My oldest is one of those “non-minority students” you mentioned.
The sticker price of my daughter’s college, full four years, was over of $130,000.
We paid less than $25,000.
I’m more amazed at the parents who put their kids up in an off-campus apartment or house. During my tenure as an ROTC instructor at an SEC school, I knew several families who actually bought homes for their children. At the time, it wasn’t a bad investment, I suppose, because most were able to sell the houses later at a profit. But in terms of setting an example for your kids, it only added to the sense of entitlement that is rampant among the Gen-Xers and millenials.
Equally shocking were the number of kids on the six and seven-year plan for a bachelor’s degree. I finished my UG degree (in journalism) in three-and-a-half years and barely broke a sweat. No excuse for anyone who’s a full-time student (and isn’t a varsity athlete) to need more than four years to finish any liberal arts degree. Engineering and the hard sciences are a different story, but I’ve known plenty of students in those majors who graduate in four or five years. That’s because most of those students are bright and have a fair degree of discipline.
We are not in disagreement.
If the grants don't come from that university, the cost is not ‘discounted’. It's just that someone else is paying for it.
“On the other hand my kid just got admitted to a law college with $37,000 yearly tuition but was awarded $20,000 yearly scholarship.”
Same exact thing with my son. Got $23,000 in scholarship money for a $40,000 tuitition. My son did get his because of diversity. He is a white, Jewish male from Texas going to a NE liberal WASP school. I guess they were short Jews from Texas.
The system is a scam. What is happening is the unfortunate people who are stuck paying full tuition (generally middle class white families) are subsidizing everyone else that gets a break because they are a minority, have sexual identity issues, or are semi-pro athletes recruited for the football team.
This has largely forced the middle class out of private colleges, and increasingly from public ones as well, primarily leaving community college for the first two years, then trying to get through the final two years at a public university.

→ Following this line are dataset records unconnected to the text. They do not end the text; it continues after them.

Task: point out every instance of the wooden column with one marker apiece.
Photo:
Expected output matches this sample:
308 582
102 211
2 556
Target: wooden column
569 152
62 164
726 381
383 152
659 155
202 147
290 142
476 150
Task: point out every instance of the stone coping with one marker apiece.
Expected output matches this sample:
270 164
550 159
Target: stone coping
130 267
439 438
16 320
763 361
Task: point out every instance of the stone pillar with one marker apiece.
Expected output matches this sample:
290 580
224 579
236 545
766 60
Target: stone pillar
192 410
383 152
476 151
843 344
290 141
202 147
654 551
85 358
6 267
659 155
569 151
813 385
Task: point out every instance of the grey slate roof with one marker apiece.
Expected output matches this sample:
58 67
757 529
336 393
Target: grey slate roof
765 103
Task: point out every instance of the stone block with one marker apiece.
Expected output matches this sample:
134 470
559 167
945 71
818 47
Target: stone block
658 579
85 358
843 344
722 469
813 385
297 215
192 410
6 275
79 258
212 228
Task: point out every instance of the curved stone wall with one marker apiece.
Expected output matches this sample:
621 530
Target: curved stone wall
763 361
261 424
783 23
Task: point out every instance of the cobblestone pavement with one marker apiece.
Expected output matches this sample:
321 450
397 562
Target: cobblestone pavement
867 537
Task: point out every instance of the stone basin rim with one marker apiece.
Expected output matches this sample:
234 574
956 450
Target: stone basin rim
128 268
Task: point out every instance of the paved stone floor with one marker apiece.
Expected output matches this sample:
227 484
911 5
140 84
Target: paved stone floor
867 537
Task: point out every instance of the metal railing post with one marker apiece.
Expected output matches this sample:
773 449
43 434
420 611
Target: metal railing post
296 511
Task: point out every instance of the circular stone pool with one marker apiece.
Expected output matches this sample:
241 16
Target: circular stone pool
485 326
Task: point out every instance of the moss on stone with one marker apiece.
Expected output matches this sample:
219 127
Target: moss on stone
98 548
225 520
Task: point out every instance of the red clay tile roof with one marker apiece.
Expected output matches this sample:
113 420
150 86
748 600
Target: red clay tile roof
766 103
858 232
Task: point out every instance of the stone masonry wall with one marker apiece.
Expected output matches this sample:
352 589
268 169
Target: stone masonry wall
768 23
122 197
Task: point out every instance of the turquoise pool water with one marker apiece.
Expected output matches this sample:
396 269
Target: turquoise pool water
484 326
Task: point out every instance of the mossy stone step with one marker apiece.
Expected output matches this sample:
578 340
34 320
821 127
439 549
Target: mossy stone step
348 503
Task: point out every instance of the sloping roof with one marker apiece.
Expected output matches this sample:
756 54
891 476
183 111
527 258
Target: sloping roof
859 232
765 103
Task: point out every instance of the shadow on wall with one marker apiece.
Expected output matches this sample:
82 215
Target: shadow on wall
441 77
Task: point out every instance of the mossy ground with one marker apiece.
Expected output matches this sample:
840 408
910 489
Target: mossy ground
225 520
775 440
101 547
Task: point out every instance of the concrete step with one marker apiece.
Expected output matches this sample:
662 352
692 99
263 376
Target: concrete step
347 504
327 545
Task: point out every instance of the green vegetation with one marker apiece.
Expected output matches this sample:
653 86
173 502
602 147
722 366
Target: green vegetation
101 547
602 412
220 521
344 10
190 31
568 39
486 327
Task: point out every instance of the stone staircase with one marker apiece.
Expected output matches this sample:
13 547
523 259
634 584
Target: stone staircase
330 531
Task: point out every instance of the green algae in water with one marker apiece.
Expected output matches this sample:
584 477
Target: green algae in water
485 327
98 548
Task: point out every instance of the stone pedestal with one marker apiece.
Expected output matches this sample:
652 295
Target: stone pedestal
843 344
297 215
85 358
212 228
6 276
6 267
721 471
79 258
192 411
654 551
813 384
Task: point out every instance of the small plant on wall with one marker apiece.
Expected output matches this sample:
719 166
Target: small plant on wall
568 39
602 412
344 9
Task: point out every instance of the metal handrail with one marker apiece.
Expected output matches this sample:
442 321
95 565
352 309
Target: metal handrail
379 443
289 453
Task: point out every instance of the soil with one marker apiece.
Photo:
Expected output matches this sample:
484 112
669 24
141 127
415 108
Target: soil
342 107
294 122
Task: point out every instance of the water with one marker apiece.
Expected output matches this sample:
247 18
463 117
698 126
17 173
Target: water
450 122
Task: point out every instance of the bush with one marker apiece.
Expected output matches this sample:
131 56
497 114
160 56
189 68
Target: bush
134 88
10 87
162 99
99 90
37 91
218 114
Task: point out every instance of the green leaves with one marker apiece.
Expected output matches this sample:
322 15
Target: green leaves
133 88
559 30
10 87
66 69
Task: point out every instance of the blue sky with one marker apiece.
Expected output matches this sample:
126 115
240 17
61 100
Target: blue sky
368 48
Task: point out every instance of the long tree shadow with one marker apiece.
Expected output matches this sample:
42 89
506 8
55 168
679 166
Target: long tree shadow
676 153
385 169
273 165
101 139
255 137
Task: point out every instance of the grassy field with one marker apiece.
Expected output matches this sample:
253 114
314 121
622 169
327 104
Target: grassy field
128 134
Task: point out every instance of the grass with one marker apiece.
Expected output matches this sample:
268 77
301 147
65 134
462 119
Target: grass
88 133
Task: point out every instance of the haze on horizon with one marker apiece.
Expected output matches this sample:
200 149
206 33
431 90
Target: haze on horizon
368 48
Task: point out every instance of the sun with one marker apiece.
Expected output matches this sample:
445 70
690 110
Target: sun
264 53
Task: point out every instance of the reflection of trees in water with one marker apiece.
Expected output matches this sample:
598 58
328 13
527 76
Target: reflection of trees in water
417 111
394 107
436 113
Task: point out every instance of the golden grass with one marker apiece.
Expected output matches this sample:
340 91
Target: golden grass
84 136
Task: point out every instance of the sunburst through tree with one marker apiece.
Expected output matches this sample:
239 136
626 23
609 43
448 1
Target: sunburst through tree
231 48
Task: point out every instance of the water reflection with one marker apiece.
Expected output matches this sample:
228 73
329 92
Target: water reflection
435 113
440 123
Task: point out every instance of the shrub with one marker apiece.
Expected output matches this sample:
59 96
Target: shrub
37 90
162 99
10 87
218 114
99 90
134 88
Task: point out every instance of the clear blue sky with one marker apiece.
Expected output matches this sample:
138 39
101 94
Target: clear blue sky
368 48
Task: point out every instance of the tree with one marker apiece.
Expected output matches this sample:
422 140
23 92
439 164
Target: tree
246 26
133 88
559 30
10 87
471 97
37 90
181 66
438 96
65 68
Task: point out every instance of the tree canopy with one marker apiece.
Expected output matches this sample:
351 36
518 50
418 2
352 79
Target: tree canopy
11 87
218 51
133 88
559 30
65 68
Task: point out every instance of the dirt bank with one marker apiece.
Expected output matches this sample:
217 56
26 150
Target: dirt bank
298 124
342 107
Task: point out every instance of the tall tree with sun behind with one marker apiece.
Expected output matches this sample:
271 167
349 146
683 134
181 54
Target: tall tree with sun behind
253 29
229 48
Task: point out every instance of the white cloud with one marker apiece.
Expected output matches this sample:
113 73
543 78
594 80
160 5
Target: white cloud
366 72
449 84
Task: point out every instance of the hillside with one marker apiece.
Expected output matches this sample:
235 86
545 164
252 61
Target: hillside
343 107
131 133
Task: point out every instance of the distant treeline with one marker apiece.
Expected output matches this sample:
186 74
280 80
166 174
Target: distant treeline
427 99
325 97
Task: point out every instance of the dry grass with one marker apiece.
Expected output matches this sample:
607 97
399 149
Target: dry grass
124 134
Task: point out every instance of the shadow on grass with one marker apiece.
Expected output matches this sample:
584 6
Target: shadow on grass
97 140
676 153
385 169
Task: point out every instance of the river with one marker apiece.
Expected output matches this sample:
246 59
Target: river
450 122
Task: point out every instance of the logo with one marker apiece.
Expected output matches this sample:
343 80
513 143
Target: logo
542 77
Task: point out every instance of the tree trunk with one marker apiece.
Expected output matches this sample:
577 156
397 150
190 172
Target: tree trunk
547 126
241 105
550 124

It’s just like Obamanomics with “free stuff” for the majority, and the rest stuck with paying the bill.
I'm with you there, in the sense that a college education is greatly over-valued.
What is happening is the unfortunate people who are stuck paying full tuition (generally middle class white families) are subsidizing everyone else that gets a break because they are a minority, have sexual identity issues, or are semi-pro athletes recruited for the football team.
I don't think the system is that unfair, since no one is coerced into paying for tuition, and kids whose parents can pay full boat often get a break on admittance.
OTOH, I'm completely opposed to taxpayer subsidized student loans.